Quand le F1 circus arrive à Budapest en ce chaud été 1989, la Hongrie est en plein bouleversement politique. La guerre froide touche à sa fin et si le mur de Berlin n’est pas encore tombé, le rideau de fer lui se lézarde toujours plus, sous les yeux d’une URSS usée et résignée. Après tout, n’est-ce pas par la Hongrie que la très occidentale F1 est passée à l’est pour la première fois en 1986 ? La frontière entre la Hongrie et l’Autriche a été ouverte, les marques occidentales commencent à envahir les magasins et Janos Kadar, le vieux dirigeant stalinien de la république populaire de Hongrie, arrivé au pouvoir en 1956 avec les chars de Moscou, vient de mourir. Les réformateurs accélèrent la transition vers la démocratie…et l’ouverture à l’économie de marché. Du tout bon pour le juteux business de Bernie Ecclestone évidemment. Et si le rouge n’est plus vraiment en odeur de sainteté politiquement, il va faire des merveilles en piste !

Une histoire de gommes

Les pneus et la F1, c’est une vieille histoire. A l’époque, Goodyear et Pirelli se partagent la fourniture du plateau. Pour faire simple, les pneus italiens sont excellents en qualifications, surtout sur les pistes sinueuses, permettant parfois à des petites équipes de réaliser des exploits. Du côté de l’américain Goodyear, leurs gommes sont plus efficaces en conditions de course.

Sur cette manche hongroise, Goodyear a apporté de nouvelles enveloppes.
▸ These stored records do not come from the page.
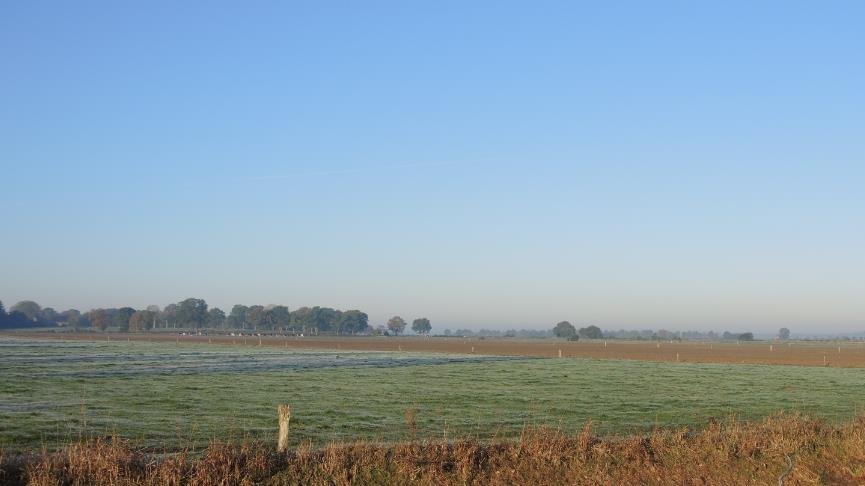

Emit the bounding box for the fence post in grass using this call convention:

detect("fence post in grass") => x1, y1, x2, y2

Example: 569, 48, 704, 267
276, 404, 291, 454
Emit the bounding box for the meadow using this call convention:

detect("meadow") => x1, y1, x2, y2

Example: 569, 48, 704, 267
0, 337, 865, 451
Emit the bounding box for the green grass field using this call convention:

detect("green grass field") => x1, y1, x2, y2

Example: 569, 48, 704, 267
0, 338, 865, 450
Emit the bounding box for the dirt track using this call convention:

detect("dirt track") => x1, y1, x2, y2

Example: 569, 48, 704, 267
6, 332, 865, 368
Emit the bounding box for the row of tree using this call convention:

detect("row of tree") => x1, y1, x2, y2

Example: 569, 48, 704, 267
552, 321, 764, 341
0, 298, 432, 335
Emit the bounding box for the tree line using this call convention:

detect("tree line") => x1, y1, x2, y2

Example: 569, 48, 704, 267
0, 298, 432, 335
552, 321, 764, 341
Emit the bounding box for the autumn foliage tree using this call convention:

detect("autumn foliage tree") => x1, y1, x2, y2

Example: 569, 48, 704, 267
90, 309, 111, 331
411, 317, 432, 334
387, 316, 405, 335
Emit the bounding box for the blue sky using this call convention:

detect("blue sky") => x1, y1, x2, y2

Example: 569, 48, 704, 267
0, 1, 865, 332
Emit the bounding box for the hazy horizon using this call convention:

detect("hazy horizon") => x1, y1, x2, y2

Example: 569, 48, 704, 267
0, 2, 865, 334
Si elles conviennent bien aux Williams et à leur V10 Renault très souple, elles ne font pas le bonheur des Ferrari ni même des McLaren-Honda, très survireuses et plus à l’aise sur les circuits rapides. Senna est néanmoins second, mais cède la pole position à Riccardo Patrèse (Mclaren est battu pour la première fois de la saison aux qualifs), tandis que Prost doit se contenter de la 5e place. Alex Caffi est le héros du jour, décrochant la 3e place sur sa modeste Dallara chaussée de Pirelli !

Les pneus qualifs de Pirelli donnaient parfois des grilles de départ surprenantes, comme ici Caffi 3e avec la Dallara-Ford

Les Ferrari ont amélioré un peu leur fiabilité, depuis que la cause des pannes à répétition de la boîte robotisée a été identifiée (une batterie trop faible). Quand elles terminent une course, c’est en général sur le podium, Mansell l’a prouvé en signant deux secondes places en Angleterre et en France. Et que dire de la victoire surprise à Rio ! Mais ici en Hongrie, les pneus de Qualifs Goodyear n’ont pas fonctionné sous la chaleur écrasante des essais. La 640 manquant de grip, Berger est 6e, Mansell seulement 12e ! Une punition sur le tourniquet du Hungaroring, qui n’est pas réputé pour sa prédisposition à dépasser.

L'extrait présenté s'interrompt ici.